Thursday, September 27, 2007

Sarko écrit à sa maitresse au cours d’un conseil des ministres !!!




Le magazine Choc (édité par la Société de conception de presse et d'édition, SCPE, groupe Lagardère) a décidé de ne pas publier un article comportant une photo de Nicolas Sarkozy, prise par l'AFP, sortant du conseil des ministres du 12 septembre avec un courrier manuscrit sous le bras. Agrandi par la rédaction de Choc, ce courrier, écrit par une femme selon le bimensuel, comportait un mot doux : "J'ai l'impression de ne pas t'avoir vu depuis une éternité et tu me manques. Jeudi on part faire notre virée à Essaouira pour mon [illisible]. Mais j'aimerais bien réussir à te voir la semaine ou le week-end suivant.

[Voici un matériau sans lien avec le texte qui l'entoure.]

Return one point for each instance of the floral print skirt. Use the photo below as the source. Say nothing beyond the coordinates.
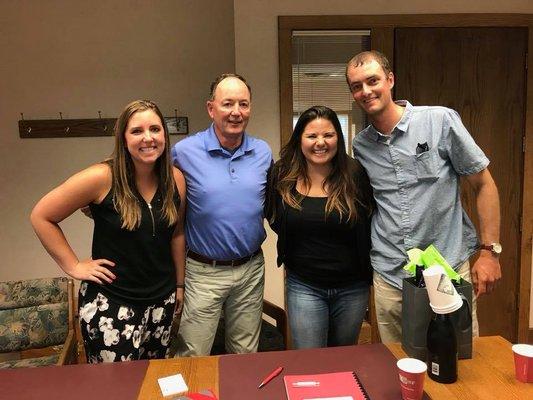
(114, 330)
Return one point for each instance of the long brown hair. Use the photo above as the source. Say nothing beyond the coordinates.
(347, 184)
(125, 195)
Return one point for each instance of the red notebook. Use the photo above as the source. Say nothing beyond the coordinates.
(332, 386)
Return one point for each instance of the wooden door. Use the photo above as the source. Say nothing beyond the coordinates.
(480, 72)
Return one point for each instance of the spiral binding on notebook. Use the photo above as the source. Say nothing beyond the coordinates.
(360, 386)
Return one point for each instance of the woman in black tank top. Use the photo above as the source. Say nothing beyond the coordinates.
(133, 283)
(319, 204)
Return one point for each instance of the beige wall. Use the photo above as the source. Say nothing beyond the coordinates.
(256, 57)
(80, 57)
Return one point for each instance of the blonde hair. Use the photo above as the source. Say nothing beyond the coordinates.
(125, 195)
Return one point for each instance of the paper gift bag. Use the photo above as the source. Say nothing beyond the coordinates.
(416, 314)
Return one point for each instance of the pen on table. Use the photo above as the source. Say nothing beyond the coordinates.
(272, 375)
(306, 384)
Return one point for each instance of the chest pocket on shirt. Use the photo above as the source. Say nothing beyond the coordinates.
(426, 165)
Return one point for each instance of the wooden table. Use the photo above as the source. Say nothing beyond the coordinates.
(488, 375)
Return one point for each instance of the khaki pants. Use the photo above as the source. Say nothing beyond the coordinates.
(388, 301)
(207, 290)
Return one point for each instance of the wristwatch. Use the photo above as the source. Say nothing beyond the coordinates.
(496, 248)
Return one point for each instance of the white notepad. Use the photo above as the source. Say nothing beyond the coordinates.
(173, 384)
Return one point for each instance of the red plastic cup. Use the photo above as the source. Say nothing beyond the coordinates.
(411, 373)
(523, 362)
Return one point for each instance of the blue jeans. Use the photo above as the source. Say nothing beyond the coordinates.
(325, 317)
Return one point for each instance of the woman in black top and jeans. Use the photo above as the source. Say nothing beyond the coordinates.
(319, 204)
(133, 282)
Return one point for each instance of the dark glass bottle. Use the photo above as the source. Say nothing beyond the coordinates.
(442, 349)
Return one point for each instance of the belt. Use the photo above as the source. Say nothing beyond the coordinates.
(233, 263)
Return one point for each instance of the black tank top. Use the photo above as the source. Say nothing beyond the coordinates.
(321, 251)
(144, 267)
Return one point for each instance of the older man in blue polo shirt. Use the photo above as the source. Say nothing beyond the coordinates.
(415, 157)
(225, 170)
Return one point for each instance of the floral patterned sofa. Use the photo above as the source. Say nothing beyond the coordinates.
(36, 323)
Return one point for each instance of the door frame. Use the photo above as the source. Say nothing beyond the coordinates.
(382, 38)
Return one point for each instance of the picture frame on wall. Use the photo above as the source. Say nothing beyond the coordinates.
(177, 125)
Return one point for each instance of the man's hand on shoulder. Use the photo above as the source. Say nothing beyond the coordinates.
(486, 272)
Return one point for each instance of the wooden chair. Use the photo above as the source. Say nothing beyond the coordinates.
(36, 323)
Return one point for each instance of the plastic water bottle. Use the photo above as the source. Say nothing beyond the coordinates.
(442, 349)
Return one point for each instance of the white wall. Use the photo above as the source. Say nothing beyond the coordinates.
(256, 57)
(79, 57)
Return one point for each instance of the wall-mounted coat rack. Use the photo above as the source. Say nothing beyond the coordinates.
(55, 128)
(88, 127)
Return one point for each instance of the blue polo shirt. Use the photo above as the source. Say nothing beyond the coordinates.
(225, 194)
(417, 190)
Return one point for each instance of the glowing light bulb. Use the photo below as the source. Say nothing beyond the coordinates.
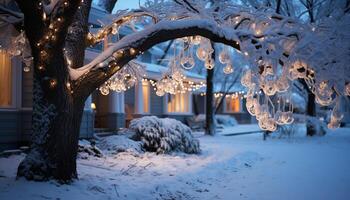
(228, 69)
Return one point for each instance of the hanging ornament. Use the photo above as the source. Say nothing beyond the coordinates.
(26, 69)
(228, 69)
(104, 90)
(201, 53)
(224, 56)
(187, 62)
(209, 64)
(196, 40)
(160, 93)
(347, 89)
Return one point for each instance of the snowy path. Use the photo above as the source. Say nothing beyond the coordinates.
(240, 167)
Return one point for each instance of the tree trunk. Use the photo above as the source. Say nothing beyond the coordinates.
(311, 111)
(55, 124)
(209, 114)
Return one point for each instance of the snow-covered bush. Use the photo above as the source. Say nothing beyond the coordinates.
(164, 135)
(120, 143)
(196, 122)
(226, 120)
(86, 148)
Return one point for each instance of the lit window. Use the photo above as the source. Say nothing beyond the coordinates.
(178, 103)
(146, 96)
(5, 80)
(232, 104)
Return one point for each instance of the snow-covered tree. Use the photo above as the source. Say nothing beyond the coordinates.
(279, 48)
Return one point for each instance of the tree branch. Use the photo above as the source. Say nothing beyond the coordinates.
(94, 77)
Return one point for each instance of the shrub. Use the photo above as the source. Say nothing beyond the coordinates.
(164, 135)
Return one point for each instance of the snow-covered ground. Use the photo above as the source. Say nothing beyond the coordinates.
(236, 167)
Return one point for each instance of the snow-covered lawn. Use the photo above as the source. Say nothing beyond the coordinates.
(236, 167)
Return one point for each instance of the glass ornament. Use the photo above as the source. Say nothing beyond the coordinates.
(228, 69)
(278, 117)
(160, 93)
(104, 90)
(224, 56)
(333, 125)
(201, 53)
(196, 40)
(262, 124)
(269, 88)
(209, 64)
(187, 62)
(323, 94)
(26, 69)
(282, 85)
(289, 117)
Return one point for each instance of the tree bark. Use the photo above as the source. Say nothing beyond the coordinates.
(209, 114)
(56, 113)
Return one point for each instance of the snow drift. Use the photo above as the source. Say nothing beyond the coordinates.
(164, 135)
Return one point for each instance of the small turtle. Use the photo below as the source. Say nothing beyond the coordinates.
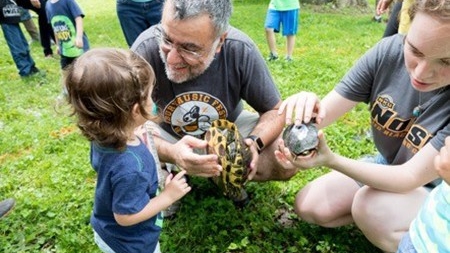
(301, 140)
(235, 156)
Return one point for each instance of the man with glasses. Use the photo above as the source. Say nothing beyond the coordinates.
(205, 70)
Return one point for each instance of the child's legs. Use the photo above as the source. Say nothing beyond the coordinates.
(289, 19)
(272, 26)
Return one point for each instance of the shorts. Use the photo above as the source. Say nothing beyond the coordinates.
(406, 245)
(287, 19)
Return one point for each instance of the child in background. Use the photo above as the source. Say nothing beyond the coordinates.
(110, 92)
(66, 19)
(282, 13)
(430, 231)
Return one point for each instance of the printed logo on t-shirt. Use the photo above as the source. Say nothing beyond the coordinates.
(65, 32)
(192, 113)
(386, 120)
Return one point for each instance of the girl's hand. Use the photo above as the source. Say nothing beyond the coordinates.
(176, 186)
(319, 157)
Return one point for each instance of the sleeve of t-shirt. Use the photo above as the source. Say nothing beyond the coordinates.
(357, 85)
(130, 193)
(75, 9)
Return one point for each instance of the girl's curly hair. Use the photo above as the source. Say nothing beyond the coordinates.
(103, 85)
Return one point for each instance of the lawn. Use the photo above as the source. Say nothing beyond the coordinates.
(44, 159)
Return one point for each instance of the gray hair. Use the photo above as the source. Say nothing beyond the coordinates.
(218, 10)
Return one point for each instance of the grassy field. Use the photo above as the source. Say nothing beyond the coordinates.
(44, 160)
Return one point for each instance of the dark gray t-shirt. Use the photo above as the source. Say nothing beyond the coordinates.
(381, 80)
(237, 73)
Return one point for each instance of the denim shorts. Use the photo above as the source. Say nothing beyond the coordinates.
(377, 158)
(286, 19)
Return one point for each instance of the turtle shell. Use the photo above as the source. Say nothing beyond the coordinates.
(235, 156)
(301, 140)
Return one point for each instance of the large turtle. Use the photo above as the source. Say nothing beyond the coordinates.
(235, 156)
(301, 140)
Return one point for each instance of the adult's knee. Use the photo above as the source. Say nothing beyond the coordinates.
(372, 219)
(309, 210)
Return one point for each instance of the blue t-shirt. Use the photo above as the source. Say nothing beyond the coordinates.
(126, 181)
(61, 15)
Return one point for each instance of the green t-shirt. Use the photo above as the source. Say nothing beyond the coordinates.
(284, 5)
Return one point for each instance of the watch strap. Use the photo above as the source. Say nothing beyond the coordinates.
(259, 143)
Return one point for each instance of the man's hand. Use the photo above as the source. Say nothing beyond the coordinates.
(198, 165)
(302, 107)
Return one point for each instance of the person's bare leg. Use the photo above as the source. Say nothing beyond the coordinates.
(290, 43)
(327, 200)
(384, 217)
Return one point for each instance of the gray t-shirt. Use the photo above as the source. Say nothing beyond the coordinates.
(237, 73)
(381, 80)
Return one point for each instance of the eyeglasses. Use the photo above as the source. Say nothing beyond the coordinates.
(187, 54)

Millions de Besitos." De quoi alimenter des rumeurs...

Est-ce une censure ? "Absolument pas", répond Christophe d'Antonio, rédacteur en chef de Choc. "Nous avions récupéré la photo. N'ayant pas trouvé l'auteure de ce mot, nous avons décidé de ne pas publier l'article et la photo. Je n'avais d'ailleurs pas validé le texte accompagnant la photo", explique-t-il.

PRÉCÉDENTS DANS LE GROUPE LAGARDÈRE

"La décision a été prise avec Marie-Laurence Vieillard, directrice de la rédaction, et Gérard Ponson, directeur, mais en aucun cas avec l'actionnaire qui ne découvre Choc qu'une fois sorti dans les kiosques", ajoute-t-il. "Nous savions le samedi matin que ça ne serait pas dans le journal qui partait à l'imprimerie le samedi soir", poursuit-il. "Cette photo nous a amusés car on se disait : Nicolas Sarkozy lit le courrier de sa maîtresse pendant le conseil des ministres", poursuit Christophe d'Antonio.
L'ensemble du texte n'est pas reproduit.